KNOXVILLE, Tenn. (WTVC) — A Tennessee woman faces federal charges after authorities say she tried to hire someone to kill a woman who married a man she had met on Match.com.
Federal documents say 47-year-old Melody Sasser was upset when David Wallace, a hiking buddy she met on the dating website Match.com, told her he was engaged to another woman and moving to Alabama.
Read the full federal complaint near the end of this story.
The federal complaint quotes a Homeland Security Investigation Special Agent who says Sasser hired a hitman through the dark web-hosted site "Online Killers Market" in January of this year. The agent says a foreign law enforcement agency tipped him off to the plot in late April.
The complaint says the “order for murder” was made by an account linked to Sasser during the investigation and had a description that said the hitman was to kill a woman in Prattville, Alabama.

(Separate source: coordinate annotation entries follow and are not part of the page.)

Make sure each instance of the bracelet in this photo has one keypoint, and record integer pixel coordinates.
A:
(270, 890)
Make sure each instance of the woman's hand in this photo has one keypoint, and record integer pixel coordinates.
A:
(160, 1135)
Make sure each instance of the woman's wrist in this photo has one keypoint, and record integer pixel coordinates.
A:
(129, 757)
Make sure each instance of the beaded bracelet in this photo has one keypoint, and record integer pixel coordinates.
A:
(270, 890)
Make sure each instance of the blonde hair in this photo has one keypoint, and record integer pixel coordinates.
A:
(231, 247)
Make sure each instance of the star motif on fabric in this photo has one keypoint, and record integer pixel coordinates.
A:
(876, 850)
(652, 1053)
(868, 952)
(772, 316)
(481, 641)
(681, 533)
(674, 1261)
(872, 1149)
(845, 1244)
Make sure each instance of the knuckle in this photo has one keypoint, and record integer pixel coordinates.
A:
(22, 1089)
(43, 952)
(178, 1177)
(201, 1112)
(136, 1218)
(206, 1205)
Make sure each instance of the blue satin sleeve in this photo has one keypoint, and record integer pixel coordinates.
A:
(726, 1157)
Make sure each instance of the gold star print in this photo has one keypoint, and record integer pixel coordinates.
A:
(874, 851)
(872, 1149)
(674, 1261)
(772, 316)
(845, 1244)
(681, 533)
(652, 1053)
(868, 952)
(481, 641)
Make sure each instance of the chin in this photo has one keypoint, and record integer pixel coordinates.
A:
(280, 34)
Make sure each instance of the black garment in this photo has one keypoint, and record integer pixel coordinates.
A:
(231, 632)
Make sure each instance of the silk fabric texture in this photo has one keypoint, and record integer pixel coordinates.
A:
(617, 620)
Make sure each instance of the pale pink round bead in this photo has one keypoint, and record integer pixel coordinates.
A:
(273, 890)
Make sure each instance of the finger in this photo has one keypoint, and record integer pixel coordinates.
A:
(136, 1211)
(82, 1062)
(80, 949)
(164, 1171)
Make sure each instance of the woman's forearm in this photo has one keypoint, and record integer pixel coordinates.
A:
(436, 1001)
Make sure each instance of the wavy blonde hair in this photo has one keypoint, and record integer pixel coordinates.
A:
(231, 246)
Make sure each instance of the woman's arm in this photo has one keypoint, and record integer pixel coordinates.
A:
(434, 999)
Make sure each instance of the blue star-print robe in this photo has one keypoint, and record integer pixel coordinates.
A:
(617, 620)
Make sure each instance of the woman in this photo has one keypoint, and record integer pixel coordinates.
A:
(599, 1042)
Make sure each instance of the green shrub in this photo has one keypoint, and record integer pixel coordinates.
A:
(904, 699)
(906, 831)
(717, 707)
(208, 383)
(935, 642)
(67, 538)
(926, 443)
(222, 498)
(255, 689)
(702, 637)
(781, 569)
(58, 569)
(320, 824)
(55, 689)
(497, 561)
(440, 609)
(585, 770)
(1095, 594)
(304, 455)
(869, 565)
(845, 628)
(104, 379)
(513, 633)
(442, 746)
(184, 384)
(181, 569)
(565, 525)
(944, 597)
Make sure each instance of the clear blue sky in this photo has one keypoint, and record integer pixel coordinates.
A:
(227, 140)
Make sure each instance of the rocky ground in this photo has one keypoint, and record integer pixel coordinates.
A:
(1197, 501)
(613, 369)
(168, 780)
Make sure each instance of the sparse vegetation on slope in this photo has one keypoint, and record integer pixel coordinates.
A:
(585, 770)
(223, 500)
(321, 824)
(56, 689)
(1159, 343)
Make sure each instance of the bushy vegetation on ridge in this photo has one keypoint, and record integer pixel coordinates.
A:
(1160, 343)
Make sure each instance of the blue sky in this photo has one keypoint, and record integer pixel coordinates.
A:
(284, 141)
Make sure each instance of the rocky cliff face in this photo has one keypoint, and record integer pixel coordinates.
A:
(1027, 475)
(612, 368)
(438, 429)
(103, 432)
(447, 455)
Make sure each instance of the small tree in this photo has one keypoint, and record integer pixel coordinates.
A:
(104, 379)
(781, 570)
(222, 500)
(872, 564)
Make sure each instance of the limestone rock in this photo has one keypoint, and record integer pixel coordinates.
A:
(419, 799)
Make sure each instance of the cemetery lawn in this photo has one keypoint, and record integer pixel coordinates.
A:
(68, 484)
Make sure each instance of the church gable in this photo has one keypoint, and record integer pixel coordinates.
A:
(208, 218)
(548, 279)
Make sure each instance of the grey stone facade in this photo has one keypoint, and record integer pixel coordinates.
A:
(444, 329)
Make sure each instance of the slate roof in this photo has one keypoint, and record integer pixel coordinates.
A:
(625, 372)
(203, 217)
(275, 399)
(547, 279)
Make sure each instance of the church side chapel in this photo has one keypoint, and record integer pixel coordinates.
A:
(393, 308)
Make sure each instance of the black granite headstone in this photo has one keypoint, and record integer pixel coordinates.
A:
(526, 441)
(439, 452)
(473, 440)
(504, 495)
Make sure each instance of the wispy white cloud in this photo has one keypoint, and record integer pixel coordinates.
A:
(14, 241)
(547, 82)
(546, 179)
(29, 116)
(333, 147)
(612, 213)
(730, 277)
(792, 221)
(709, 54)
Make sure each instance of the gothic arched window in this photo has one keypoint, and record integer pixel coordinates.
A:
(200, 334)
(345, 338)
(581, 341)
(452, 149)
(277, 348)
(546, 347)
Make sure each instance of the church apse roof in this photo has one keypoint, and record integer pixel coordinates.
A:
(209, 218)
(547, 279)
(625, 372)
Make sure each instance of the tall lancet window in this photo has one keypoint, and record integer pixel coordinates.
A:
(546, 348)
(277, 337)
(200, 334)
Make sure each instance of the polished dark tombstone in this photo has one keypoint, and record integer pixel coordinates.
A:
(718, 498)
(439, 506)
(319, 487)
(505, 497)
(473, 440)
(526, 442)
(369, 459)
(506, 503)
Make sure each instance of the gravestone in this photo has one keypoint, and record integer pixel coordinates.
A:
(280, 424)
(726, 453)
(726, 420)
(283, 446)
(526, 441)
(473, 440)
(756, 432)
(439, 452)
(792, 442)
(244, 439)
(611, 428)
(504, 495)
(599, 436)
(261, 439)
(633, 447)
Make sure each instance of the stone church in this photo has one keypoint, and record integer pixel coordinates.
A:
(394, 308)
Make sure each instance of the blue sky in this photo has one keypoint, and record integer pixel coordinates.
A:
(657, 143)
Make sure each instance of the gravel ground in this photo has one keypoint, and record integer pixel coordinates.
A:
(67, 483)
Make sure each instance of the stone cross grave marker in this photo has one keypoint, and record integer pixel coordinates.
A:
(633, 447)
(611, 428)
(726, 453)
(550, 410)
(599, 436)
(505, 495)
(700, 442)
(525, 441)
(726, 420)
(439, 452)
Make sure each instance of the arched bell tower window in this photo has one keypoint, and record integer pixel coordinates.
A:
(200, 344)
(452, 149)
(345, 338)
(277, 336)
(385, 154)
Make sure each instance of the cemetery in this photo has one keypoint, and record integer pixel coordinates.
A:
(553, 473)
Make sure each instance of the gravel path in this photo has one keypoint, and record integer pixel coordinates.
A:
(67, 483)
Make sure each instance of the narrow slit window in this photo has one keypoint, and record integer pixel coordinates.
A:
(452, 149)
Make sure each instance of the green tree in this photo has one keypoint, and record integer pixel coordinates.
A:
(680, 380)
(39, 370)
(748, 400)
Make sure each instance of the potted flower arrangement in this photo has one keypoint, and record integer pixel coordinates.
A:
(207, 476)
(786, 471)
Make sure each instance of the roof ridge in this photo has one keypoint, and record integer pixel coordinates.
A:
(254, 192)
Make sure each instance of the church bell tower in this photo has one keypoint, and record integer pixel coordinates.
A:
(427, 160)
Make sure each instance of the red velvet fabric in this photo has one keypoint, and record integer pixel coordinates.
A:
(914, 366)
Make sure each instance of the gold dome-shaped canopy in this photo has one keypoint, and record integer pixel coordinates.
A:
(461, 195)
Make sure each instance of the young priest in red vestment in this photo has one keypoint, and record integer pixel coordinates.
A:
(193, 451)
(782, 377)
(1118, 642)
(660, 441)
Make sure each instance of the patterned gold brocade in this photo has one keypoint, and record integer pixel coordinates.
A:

“It needs to seem random or accident. Or plant drugs, do not want a long investigation,” the complaint says the description reads, going on to include even more in-depth descriptions of the victim and her husband’s vehicles and jobs.
Agents in Birmingham, Alabama, informed the local police and the victim of the threat to her life.
The complaint says the victim told her husband,retired Department of Energy emergency manager David Wallace, and Sasser, an environmental compliance specialist, were hiking friends in Knoxville before he moved to Alabama.
After he moved, the complaint says Sasser traveled to his Prattville home unannounced in the fall of 2022 after he told her he was engaged to the victim.
In response to the news, the complaint says Sasser told him she hoped he and his new wife both “fall off a cliff and die.”
The complaint says the victim was subjected to other forms of harassment, including damages to her vehicle and threatening phone calls.
Throughout the investigation, the complaint says agents linked Sasser to the account that made the “order for murder” on “Online Killers Market” through her Bitcoin purchases that were used to send money to the account. While the deposits listed in the document only total approximately $3,758.67, the total of the “order” was $9,750.
The complaint says Coinhub ATMs take photos of of every user during each transaction, and photos from an ATM linked to specific transactions matched Sasser’s Tennessee driver’s license picture and her open source Facebook profile picture.
What's more, the complaint says the phone number used to identify the customer at the ATM also matched the phone number Sasser listed on her driver’s license and in her contact information with Knoxville Utilities Board.
Read the full federal complaint below:
Sasser is scheduled to appear in federal court Thursday.